Autosomal-recessive disorder

Every person has two copies of the NGLY1 gene. If one of those two copies is a mutation, a person will be a “carrier”. Being a carrier is not a problem as the one remaining normal copy of the NGLY1 gene is sufficient to produce enough N-glycanase.  But if two carriers meet and have a child, they stand a 25% chance of producing a child with TWO mutated copies of the gene, hence a child that has the disease. 50% of their offspring will be carriers and the remaining 25% will be unaffected.


NGLY1 gene lies on Chromosome 3

Amongst the known patients, there is a variety of different mutations dispersed along the NGLY1 gene.  The most common mutation seen in NGLY1 patients is the nonsense mutation p.R401X, or c. 1201A>T, where a change in one codon signals the cell to prematurely stop building the enzyme N-glycanase.

Detailed information provided by Genetics Home Reference:

  • Cytogenetic Location: 3p24.2, which is the short (p) arm of chromosome 3 at position 24.2
  • Molecular Location: base pairs 25,718,944 to 25,790,039 on chromosome 3 (Homo sapiens Annotation Release 108, GRCh38.p7) (NCBI)



In NGLY1 Deficiency, patients have mutations in both copies of the NGLY1 gene. This gene holds the information the body needs to synthesize the enzyme N-glycanase. N-glycanase catalyses the cleaving of N-linked glycans from misfolded glycoproteins and other glycoproteins in the cytosol, before these proteins can be degraded by the proteasome. With mutations in this particular gene, NGLY1 patients produce little or no N-glycanase.

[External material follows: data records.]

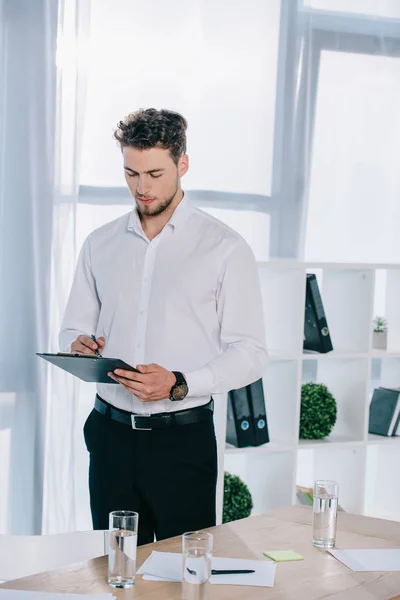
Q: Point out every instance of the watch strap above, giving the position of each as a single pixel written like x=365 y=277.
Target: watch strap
x=179 y=378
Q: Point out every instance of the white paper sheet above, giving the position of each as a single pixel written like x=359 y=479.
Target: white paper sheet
x=383 y=559
x=167 y=566
x=25 y=595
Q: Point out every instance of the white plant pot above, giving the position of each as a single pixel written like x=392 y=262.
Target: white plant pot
x=379 y=340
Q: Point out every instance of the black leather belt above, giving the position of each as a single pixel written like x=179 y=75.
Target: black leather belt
x=156 y=421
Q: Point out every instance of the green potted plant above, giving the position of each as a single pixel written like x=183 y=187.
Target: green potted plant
x=318 y=412
x=379 y=339
x=237 y=499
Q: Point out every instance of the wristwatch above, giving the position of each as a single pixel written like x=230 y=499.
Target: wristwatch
x=180 y=389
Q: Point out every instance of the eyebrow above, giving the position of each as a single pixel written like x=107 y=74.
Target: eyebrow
x=151 y=171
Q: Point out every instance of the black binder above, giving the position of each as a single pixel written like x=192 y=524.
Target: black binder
x=246 y=418
x=258 y=413
x=384 y=412
x=239 y=425
x=316 y=332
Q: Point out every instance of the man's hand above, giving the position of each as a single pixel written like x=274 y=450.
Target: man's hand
x=85 y=345
x=151 y=383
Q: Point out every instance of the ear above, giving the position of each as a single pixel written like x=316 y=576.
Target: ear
x=183 y=165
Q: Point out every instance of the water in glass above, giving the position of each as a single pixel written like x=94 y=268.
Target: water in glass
x=122 y=558
x=325 y=516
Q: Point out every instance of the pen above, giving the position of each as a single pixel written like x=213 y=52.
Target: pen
x=94 y=339
x=230 y=571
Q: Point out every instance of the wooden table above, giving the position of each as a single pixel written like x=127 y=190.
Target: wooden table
x=318 y=576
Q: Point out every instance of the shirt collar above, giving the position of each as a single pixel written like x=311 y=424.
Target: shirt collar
x=179 y=216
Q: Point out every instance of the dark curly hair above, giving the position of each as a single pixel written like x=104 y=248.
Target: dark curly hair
x=148 y=128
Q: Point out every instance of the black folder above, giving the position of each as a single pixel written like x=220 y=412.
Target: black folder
x=384 y=412
x=246 y=418
x=239 y=425
x=258 y=412
x=87 y=367
x=316 y=332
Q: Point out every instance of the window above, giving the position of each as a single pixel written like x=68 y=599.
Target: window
x=214 y=62
x=354 y=180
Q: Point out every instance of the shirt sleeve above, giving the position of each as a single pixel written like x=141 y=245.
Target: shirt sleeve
x=83 y=307
x=239 y=308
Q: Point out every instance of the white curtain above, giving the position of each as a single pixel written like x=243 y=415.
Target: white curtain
x=65 y=486
x=27 y=114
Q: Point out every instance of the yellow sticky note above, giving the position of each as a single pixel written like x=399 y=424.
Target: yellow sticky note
x=283 y=555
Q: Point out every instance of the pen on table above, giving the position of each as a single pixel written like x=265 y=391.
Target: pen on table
x=231 y=571
x=93 y=337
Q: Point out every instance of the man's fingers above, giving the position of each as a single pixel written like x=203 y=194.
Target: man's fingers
x=140 y=390
x=87 y=341
x=131 y=375
x=81 y=349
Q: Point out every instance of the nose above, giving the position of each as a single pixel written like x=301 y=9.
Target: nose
x=142 y=187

The exact mechanism of harm is not yet understood. One hypothesis is that lacking N-glycanase leaves the body with an impaired capacity to recycle misfolded glycoproteins as outlined above. The misfolded glycoproteins appear to accumulate in the cells of patients which may cause this condition. Another hypothesis is that since N-linked glycans are not being cleaved, they are not available for other crucially important mechanisms in the cell.  And, yet a third hypothesis is that the partially-degraded, misfolded N-linked glycoproteins interfere with the glycosylation processes inside of patient cells.